Man kann zwar still dasitzen und für sich glücklich sein: Das sogenannte „stille Glück“ gibt es natürlich. Aber Glück neigt doch eher dazu, die Grenze der eigenen Erfahrung zu überschreiten.

„Mei! Hast es gehört!“

Da gibt es nur eine Antwort: „Ja. Und Wie!“

Glück ist immer auch Offenheit für etwas Größeres. In diesem Sinn sind auch Naturerfahrungen Glück für mich. Man kann als Biologe das Zwitschern und den Gesang der Vögel natürlich auch wissenschaftlich einordnen, als Balzruf oder Revierabgrenzung etwa. Ich höre es als Schöpfungszustimmung und als Ausdruck elementarer Lebensfreude. Einmal, an einem Frühlingsmorgen im Innenhof unseres Klosters S. Anselmo in Rom: Der Morgen war noch grau, ich musste in aller Frühe, um viertel nach fünf, zum Flughafen fahren, und draußen sang eine Nachtigall. Ich hielt inne und lauschte und lauschte. Gerne hätte ich länger verweilt; ich war einfach verzaubert. Doch ich musste weiter.

Viele nehmen diese einfachen Dinge nicht einmal wahr. Dabei sind sie das Geschenk des Lebens. Glück ist auch immer Geschenk. Nichts aus dem Warenhauskatalog, nicht zu kaufen. Wenn ich etwa am Meer sitze und zuschauen kann, wie die Sonne geradezu zischend ins Grünblau des Ozeans sinkt – dann ist auch das Glück.

Um glücklich zu sein, muss ich eine gewisse Wahrnehmungsfähigkeit haben. Ich muss aber auch bereit sein, mich anzustrengen. Wie beim Bergsteigen: Wenn man nach einem anstrengenden Aufstieg am Gipfel angekommen ist, sind das vielleicht die schönsten Glücksmomente. Weil sie geschenkt sind. Man kann etwas dafür tun, aber sie nicht machen.

Gerade in Begegnungen mit Menschen erfahren wir Glück. Ich selber bin im Kloster vielen Menschen begegnet, die das lang anhaltende Glück eines zufriedenen Lebens ausstrahlen. Meistens waren es einfache Menschen. Mein alter Prior zum Beispiel. Der Erzabt Suso hatte ihn einmal gefragt: „Pater Prior, stimmt es wirklich, dass Sie sich über nichts ärgern?“ Die Antwort: „Warum sollte ich denn, ich bin doch kein Rindviech!“ Und er erzählte später weiter: „Da war der andere schon wieder beleidigt, weil er gemeint hat, ich habe gesagt, er sei ein Rindviech.“ Echter Allgäuer Humor.

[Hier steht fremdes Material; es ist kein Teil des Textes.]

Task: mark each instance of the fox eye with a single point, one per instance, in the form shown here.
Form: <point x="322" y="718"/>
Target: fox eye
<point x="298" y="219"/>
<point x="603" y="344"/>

Am meisten haben mich im Kloster immer unsere Laienbrüder beeindruckt. Einer von den Brüdern aus St. Ottilien etwa, Bruder Adolf. Er war Pförtner und ein glücklicher Mensch. Er hat auch die japanischen Zenmönche, die bei uns zu Besuch waren, tief beeindruckt. Er diente schon 50 Jahre auf dieser Stelle. Sie sagten: „Unglaublich, dieser Mann hat nie Karriere gemacht und strahlt so viel Freude aus.“

Gerade diese Brüder, an die ich denke, waren gereifte Menschen, die nie ihr Glück auf den Straßen der großen Anerkennung suchten. Sie legten keinen Wert auf äußere Würden. Solche Menschen beschränken sich auf das Eigentliche. Sie sind unabhängig und frei von Ehrgeiz, Besitzsucht oder der Sehnsucht nach Titeln. Sie sind einfach ausgeglichener. Nicht neidisch. Nicht süchtig. Nicht gierig. Sondern: Gelassen und heiter. Glück hat also nicht nur etwas mit einem einfachen Gemüt zu tun. Es hat auch mit dem „guten“ Leben zu tun.

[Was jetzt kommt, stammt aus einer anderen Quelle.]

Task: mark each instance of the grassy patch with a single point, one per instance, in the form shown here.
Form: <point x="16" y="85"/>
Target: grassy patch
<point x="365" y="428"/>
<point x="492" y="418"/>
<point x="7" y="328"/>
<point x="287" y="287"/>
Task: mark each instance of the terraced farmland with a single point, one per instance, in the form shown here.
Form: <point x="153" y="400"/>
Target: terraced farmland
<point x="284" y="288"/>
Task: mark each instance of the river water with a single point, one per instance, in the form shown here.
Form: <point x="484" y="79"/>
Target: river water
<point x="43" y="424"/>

Jenseits der Klostermauern gibt es sie natürlich auch, diese glücklichen Menschen, die etwas Positives ausstrahlen und in deren Nähe man sich nur wohlfühlt. Und es gibt die sogenannten „Glückskinder“: Menschen, denen es in die Gene gelegt scheint oder denen es anerzogen wurde, das Leben nicht zu schwer zu nehmen. Denen die Sicherheit, dass das Leben so schwer nicht ist, schon von Kindesbeinen an von den Eltern vermittelt wurde. Auf solchem Boden kann die Leichtigkeit des Seins wachsen. Einem solchen Menschen ist als Kleinkind schon vermittelt worden: Wohin du auch fällst, du wirst aufgefangen. Wir sind für dich da. Und später konnte dann daraus eine gereifte, echte Sicherheit im Leben werden.